Im Ergebnis reichen Trillers Einnahmen in manchem Monat gerade aus, seinen Gesellen, die Kreditrate und die fälligen Steuern, Abgaben, Versicherungen und ähnliches zu bezahlen. Seinen Lebensunterhalt muß dann seine Frau mitbestreiten. Meister Triller ärgert sich maßlos, wenn Handwerker von den Nachbarn neidvoll gemieden werden, weil sie angeblich schwer verdienten, und sich um ihren Arbeitsplatz keine Sorgen zu machen brauchten. Um solche vermeintlich neureichen Nachbarn nicht zu unterstützen, suchen sie sich ihre Handwerker vorwiegend aus weiter entfernten Orten. Nur zu Weihnachten, wenn die Familie zusammensitzt, feiern will, und plötzlich der Fernseher ausfällt oder die elektrische Weihnachtsbaumbeleuchtung nicht mehr will, dann kommen sie, lächelt Triller bitter. So ist er vorwiegend in Dölzig und Umgebung aktiv, sein Kollege aus Dölzig dagegen in Frankenheim vor Trillers Haustür.
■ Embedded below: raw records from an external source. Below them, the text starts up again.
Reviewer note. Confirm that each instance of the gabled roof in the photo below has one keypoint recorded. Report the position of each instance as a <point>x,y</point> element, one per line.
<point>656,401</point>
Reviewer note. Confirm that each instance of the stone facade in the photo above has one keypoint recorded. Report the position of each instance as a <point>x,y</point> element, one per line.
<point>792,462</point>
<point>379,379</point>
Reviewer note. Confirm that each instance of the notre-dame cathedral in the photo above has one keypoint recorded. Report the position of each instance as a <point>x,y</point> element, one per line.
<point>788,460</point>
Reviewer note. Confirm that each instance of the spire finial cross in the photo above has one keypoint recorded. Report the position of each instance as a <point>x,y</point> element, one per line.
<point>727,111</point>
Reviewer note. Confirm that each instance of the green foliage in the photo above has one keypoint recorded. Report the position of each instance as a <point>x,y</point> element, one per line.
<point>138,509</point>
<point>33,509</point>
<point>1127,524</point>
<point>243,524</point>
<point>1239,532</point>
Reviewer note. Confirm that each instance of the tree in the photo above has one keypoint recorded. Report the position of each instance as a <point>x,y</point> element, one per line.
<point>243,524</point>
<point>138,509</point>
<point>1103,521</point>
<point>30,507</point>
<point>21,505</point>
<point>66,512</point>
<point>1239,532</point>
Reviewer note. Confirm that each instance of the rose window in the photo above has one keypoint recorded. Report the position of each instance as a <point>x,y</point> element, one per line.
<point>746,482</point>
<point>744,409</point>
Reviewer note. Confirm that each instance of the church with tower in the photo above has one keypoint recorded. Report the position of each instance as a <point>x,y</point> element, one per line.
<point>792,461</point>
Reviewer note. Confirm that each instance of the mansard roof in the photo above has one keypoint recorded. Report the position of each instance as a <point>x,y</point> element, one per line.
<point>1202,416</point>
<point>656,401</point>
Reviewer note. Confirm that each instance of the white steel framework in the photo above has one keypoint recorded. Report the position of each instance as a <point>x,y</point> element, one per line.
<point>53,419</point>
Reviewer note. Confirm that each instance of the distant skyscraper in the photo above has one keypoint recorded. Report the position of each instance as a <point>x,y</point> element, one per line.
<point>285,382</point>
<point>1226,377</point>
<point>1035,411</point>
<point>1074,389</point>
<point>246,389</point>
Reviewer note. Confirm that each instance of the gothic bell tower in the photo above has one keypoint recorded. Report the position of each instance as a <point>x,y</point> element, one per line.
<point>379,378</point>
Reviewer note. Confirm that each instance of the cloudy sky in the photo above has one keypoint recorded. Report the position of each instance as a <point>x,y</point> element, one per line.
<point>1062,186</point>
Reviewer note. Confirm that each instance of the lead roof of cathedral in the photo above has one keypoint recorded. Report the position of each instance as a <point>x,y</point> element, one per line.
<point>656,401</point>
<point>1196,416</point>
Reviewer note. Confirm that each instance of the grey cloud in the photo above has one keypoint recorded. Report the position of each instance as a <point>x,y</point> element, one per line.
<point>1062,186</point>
Von den Arbeitskosten ohne Material taucht weniger als ein Drittel bei Triller und seinem Gesellen als Nettolohn auf. Der Rest sind Steuern, Abgaben, Mitgliedsbeiträge, Versicherungsprämien…
Diese geradezu irrwitzige Bürde ist die Hauptursache dafür, dass sich viele klassische Handwerkerarbeiten nicht mehr lohnen, zum Beispiel Reparaturen oder der Bau von kleinen Geräten, maßgenau in hoher Qualität für den Kunden. Für die Umwelt wäre das ein Segen: Handwerkerarbeit statt Wegwerfen und Neukaufen von Geräten würde zu einer enormen Einsparung von Rohstoffen und Energie führen. Damit das Wirklichkeit wird, müßten aber die sogenannten Lohnnebenkosten dramatisch gesenkt werden. Lohnsteuern wurden übrigens zuerst im ersten Weltkrieg eingeführt, um den Krieg zu bezahlen. Aus der einstigen Not wurde die wichtigste Steuer, die die Arbeitskosten in solche Höhen trieb, dass immer Anreize geschaffen wurden, teure Arbeitskräfte durch Maschinen zu ersetzen. Diese Entwicklung richtete und richtet sich besonders auch gegen das Handwerk, fördert Arbeitslosigkeit und kurbelt die Umweltzerstörung an.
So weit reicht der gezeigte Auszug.